Ma nello show in onda a cavallo tra gli anni 90 e 2000 su Teleoggi/Napoli Canale 9, una tv privata Campana, Loredana aveva portato altri personaggi: Lionela, Barbie e, soprattutto, Chantal. Quest’ultima era la ragazza dei videoclip neomelodici, scelta da tutti i cantanti del genere per la sua bravura nel fare le espressioni facciali. Una chiara parodia delle attrici di quegli anni che si sentivano dive solo per aver preso parte all’ultimo videoclip del cantante neomelodico di successo.

Il videoclip contro il cancro il suo ultimo lavoro

Terminata la fortunata esperienza di Telegaribaldi, Loredana Simioli era arrivata al cinema, lavorando anche con registi impegnati. L’ultimo film a cui aveva partecipato era “Nato a Casal di Principe” diretto da Bruno Oliviero. Poi era giunta la malattia, il primo ciclo di cure e la speranza di essersi salvata. Ma il cancro l’aveva aggredita di nuovo, perciò aveva voluto realizzare qualcosa di suo per lanciare un messaggio, una sorta di pubblicità progresso per dire a tutti i malati di non arrendersi e continuare a combattere.

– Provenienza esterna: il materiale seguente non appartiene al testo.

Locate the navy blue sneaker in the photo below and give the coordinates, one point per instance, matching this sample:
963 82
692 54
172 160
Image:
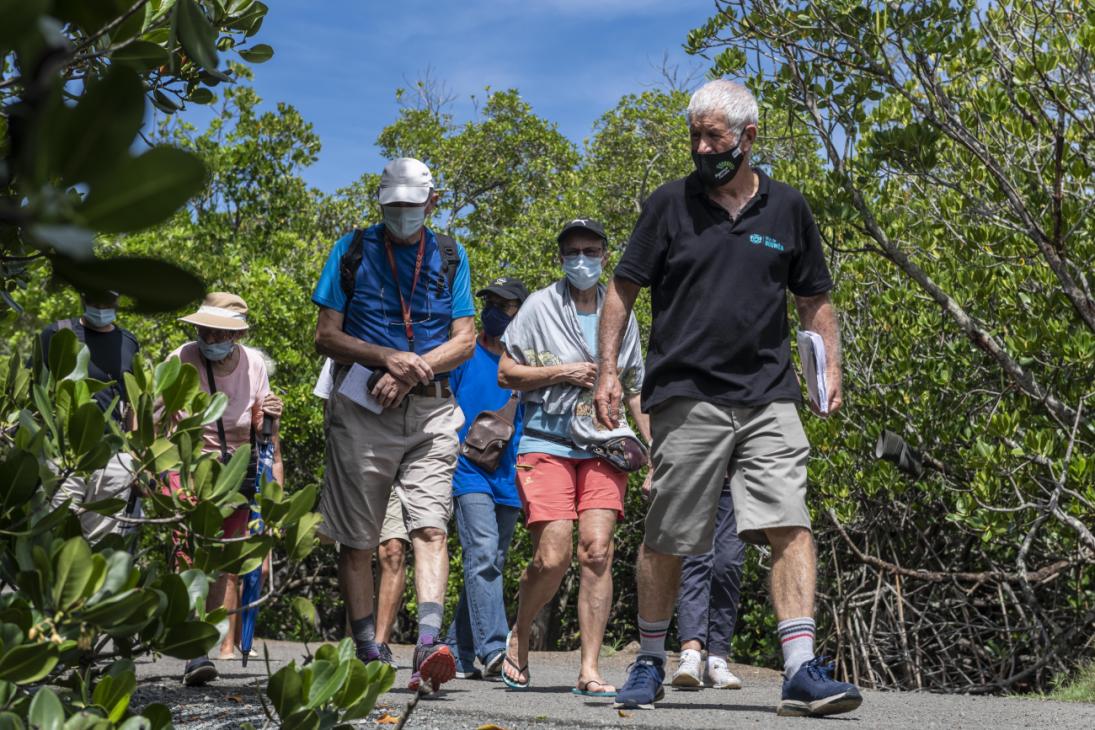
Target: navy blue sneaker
813 691
644 684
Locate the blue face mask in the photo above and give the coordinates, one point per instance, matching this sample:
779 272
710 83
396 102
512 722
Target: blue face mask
99 317
495 321
216 351
581 270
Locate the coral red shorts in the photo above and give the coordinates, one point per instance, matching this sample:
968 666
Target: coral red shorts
560 488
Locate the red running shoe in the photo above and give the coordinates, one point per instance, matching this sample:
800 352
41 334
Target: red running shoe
434 665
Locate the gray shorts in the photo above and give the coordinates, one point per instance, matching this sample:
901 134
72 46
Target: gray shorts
410 450
394 525
696 444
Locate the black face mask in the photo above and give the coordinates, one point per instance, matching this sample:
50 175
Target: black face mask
717 169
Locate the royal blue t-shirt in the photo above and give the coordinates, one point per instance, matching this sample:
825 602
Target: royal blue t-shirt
375 314
475 385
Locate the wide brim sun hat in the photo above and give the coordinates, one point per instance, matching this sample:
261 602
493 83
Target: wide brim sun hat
220 310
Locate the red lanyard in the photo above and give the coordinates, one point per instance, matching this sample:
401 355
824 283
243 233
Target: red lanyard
414 282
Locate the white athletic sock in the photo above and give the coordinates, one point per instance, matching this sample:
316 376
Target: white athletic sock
796 638
652 638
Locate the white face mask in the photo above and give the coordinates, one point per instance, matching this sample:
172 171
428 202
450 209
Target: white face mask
581 270
404 222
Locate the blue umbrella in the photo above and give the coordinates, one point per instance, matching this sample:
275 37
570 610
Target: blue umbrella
253 581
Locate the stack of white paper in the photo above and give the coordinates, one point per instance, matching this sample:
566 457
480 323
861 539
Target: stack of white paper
811 352
355 386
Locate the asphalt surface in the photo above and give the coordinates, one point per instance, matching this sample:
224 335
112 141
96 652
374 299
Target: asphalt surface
549 703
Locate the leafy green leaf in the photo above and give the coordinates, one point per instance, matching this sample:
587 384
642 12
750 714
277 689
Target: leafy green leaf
85 429
113 694
102 127
62 351
231 474
257 54
157 286
72 570
27 663
188 639
196 34
326 680
19 478
285 690
143 190
46 710
141 55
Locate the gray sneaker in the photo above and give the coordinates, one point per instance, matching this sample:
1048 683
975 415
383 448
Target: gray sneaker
384 655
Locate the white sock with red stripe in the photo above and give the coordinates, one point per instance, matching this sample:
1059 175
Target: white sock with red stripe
652 638
796 638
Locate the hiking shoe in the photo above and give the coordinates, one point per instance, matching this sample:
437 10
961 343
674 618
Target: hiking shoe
472 673
689 674
813 691
493 667
719 674
433 667
384 656
644 684
198 672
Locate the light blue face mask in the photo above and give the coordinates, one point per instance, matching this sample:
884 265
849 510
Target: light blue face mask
216 351
404 222
99 317
581 270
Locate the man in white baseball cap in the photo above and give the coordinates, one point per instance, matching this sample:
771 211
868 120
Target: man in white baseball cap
394 298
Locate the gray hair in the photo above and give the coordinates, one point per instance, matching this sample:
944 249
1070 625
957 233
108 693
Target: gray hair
727 97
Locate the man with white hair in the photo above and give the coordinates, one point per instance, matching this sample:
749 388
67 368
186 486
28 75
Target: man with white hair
719 250
395 300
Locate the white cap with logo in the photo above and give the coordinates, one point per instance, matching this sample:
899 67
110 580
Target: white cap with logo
405 180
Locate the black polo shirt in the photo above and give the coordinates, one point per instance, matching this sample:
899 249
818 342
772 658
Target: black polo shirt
718 291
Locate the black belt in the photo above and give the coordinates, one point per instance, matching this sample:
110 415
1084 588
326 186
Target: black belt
435 389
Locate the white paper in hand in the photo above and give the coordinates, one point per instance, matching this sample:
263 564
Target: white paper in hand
355 386
325 381
811 352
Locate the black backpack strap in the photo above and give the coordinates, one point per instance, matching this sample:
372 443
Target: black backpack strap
220 421
348 265
450 256
73 324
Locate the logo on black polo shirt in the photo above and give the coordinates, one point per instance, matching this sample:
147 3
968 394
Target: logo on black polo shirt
767 241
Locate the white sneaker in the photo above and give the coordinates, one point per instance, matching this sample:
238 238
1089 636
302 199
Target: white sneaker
689 672
719 674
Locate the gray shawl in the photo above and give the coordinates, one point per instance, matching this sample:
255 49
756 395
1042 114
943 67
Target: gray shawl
545 332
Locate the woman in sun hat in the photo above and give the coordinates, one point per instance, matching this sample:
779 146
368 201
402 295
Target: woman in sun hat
240 373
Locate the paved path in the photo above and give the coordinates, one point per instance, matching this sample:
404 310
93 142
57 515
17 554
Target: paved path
549 704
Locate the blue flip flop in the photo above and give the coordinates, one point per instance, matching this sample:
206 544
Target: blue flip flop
513 684
584 690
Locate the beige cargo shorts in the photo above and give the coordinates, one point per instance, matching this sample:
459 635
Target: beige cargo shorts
408 451
696 444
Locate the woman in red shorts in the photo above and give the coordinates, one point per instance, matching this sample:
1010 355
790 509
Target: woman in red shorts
551 348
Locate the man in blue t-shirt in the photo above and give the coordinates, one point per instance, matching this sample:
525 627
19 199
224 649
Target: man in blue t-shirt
389 304
486 502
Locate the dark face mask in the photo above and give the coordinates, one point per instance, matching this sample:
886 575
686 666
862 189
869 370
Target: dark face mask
717 169
495 321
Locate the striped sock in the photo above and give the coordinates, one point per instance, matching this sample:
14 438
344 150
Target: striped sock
652 638
796 638
365 636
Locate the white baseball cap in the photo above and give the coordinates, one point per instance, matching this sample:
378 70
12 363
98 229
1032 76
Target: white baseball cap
405 180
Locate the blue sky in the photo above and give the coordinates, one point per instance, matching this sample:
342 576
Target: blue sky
339 61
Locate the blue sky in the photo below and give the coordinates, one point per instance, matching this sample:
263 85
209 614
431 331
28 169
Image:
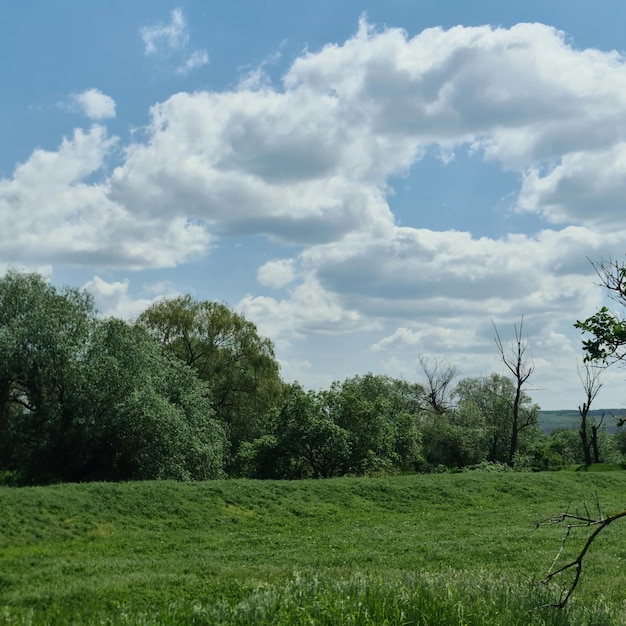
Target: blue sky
369 182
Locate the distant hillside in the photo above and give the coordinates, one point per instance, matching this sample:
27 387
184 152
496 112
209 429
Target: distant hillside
551 420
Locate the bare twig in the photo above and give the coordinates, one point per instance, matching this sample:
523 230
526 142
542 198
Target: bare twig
576 521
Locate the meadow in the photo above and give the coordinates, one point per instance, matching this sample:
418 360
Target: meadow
439 549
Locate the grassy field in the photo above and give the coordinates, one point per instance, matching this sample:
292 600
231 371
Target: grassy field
427 549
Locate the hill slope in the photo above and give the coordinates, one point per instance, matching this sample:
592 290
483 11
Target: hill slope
71 550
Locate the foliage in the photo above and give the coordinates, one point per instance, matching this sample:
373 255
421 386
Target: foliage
227 353
85 399
143 414
42 337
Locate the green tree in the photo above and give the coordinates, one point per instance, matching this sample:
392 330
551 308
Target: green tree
227 352
141 413
87 399
487 404
607 328
305 442
43 332
381 415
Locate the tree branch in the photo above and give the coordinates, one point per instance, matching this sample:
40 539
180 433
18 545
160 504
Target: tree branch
575 521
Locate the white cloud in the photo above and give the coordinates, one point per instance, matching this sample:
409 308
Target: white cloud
163 38
113 298
95 104
171 41
310 163
196 59
48 213
585 187
277 274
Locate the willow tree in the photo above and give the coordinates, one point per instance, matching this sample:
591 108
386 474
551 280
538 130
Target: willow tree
227 352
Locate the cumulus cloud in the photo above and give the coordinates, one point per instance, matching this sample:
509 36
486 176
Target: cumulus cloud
196 59
114 298
172 41
276 274
310 163
160 38
95 104
50 214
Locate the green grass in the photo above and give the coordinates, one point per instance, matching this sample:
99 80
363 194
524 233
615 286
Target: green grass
354 550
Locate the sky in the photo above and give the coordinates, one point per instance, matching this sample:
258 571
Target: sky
369 182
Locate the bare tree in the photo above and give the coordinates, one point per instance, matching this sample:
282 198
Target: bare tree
514 358
439 377
592 383
576 520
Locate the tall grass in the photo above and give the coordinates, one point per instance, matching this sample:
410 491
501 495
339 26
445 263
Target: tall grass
441 549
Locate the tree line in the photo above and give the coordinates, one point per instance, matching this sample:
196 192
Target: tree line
190 391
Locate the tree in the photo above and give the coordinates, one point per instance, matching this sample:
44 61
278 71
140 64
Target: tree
43 332
607 328
86 399
305 442
227 352
438 383
515 361
592 384
485 410
140 413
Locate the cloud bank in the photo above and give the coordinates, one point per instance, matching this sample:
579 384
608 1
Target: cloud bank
309 163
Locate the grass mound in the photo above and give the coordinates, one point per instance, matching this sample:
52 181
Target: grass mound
443 549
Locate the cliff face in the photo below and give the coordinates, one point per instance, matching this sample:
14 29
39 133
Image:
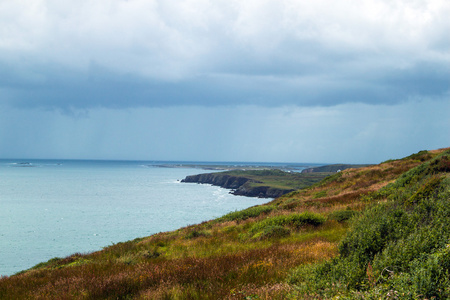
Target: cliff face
239 185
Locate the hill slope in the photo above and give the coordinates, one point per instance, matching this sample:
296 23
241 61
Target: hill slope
365 233
270 183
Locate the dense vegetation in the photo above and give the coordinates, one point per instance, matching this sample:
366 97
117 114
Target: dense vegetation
376 232
266 183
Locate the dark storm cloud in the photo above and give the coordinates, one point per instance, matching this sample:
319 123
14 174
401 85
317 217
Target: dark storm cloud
270 53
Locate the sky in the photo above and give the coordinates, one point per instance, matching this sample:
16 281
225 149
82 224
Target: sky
264 81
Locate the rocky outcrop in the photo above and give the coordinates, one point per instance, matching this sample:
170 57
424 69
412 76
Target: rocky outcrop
239 185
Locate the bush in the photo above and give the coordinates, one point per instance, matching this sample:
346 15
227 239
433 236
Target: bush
397 246
342 215
292 220
251 212
272 231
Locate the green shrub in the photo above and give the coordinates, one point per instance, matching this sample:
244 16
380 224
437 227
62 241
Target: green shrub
251 212
192 234
400 245
272 231
342 215
292 220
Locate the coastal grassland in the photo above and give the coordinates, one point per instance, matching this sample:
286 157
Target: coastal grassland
279 179
359 233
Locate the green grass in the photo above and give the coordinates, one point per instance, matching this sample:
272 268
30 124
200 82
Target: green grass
372 233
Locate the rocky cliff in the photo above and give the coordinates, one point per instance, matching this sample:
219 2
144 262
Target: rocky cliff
239 185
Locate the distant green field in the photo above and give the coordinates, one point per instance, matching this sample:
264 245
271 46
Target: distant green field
279 179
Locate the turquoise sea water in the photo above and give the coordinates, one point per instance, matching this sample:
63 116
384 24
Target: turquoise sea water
51 208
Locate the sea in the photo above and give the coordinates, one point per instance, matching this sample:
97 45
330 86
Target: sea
55 208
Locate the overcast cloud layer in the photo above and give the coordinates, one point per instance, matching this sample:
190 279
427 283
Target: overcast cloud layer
187 60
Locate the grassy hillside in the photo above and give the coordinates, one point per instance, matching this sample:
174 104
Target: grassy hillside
375 232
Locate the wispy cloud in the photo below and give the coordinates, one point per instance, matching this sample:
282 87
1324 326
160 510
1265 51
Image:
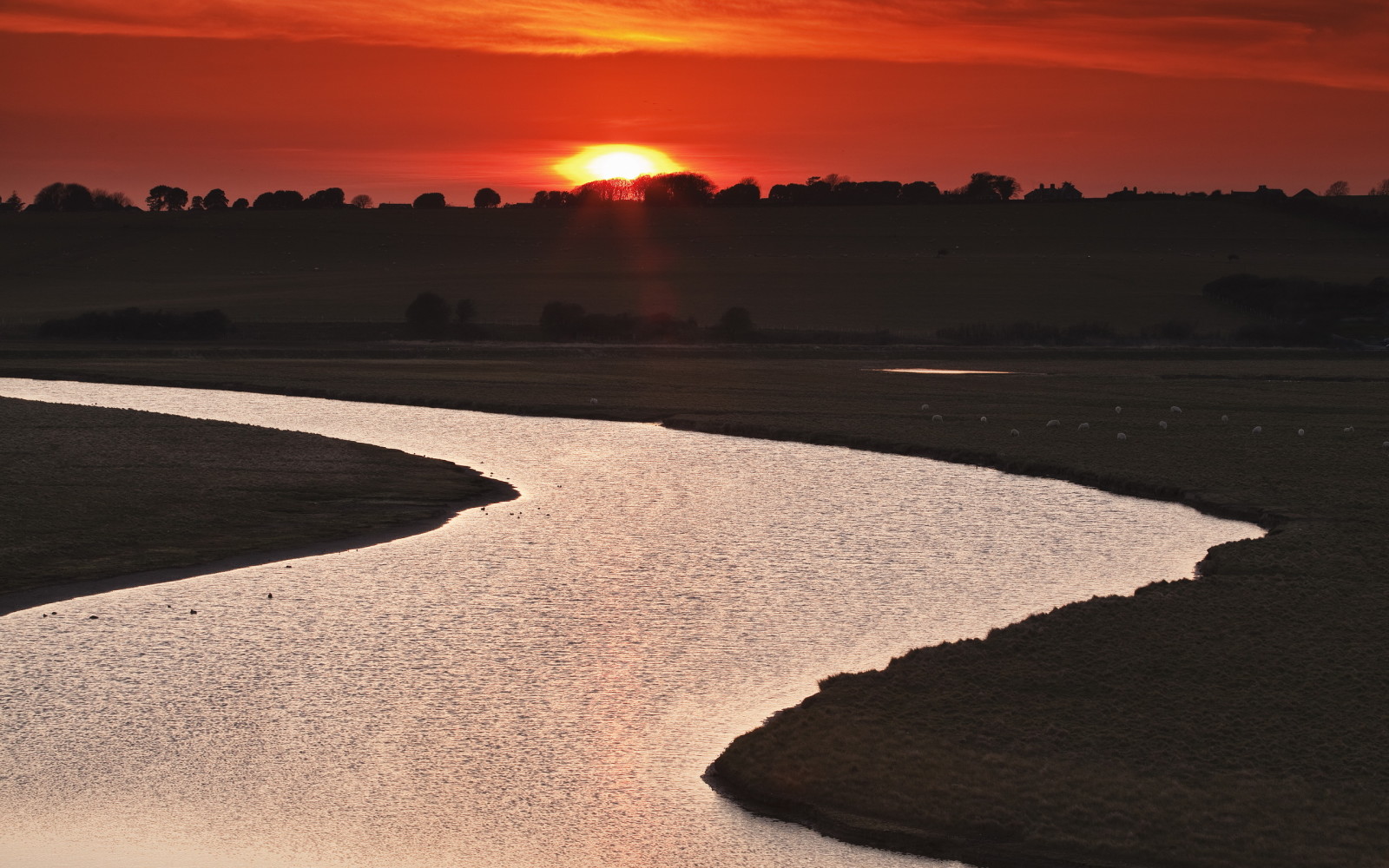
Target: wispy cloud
1342 43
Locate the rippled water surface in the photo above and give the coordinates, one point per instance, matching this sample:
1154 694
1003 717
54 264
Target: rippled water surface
534 685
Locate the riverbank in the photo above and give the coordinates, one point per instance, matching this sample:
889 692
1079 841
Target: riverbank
1234 720
102 499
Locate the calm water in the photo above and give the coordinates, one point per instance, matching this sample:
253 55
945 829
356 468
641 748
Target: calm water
537 685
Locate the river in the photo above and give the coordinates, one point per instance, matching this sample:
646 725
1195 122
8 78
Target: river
535 685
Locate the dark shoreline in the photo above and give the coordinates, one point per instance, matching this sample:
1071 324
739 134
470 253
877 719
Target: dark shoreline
34 597
1201 502
859 830
867 832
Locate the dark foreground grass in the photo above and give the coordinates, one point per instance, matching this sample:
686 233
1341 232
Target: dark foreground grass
1236 720
92 493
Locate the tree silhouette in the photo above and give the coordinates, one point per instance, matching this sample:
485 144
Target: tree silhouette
164 198
63 198
428 316
678 189
606 191
742 194
553 199
332 198
280 201
986 187
920 192
110 201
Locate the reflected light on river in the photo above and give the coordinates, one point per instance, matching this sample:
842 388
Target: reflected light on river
535 685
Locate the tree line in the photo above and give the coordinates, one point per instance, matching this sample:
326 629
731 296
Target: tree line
682 189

C’eravamo conosciuti proprio nei giorni precedenti la presentazione di “Io non ho vergogna”, videoclip che aveva ideato, diretto e interpretato. Consigliata dal fratello Gianni, aveva scelto me per parlare in anteprima di quel progetto in un’intervista uscita lo scorso ottobre sul sito de Il Mattino. Mi aveva raccontato la storia della sua malattia con grande schiettezza e consapevolezza, ma anche con tenero pudore che me l’aveva fatta amare. Poi ci eravamo risentiti a febbraio nel giorno del suo quarantacinquesimo compleanno. Mi aveva detto che stava lottando e che stava scrivendo un progetto artistico, che voleva farmi leggere una volta concluso. Purtroppo, Loredana da quella lotta n’è uscita sconfitta e io non avrò più il piacere di leggere quello a cui stava lavorando.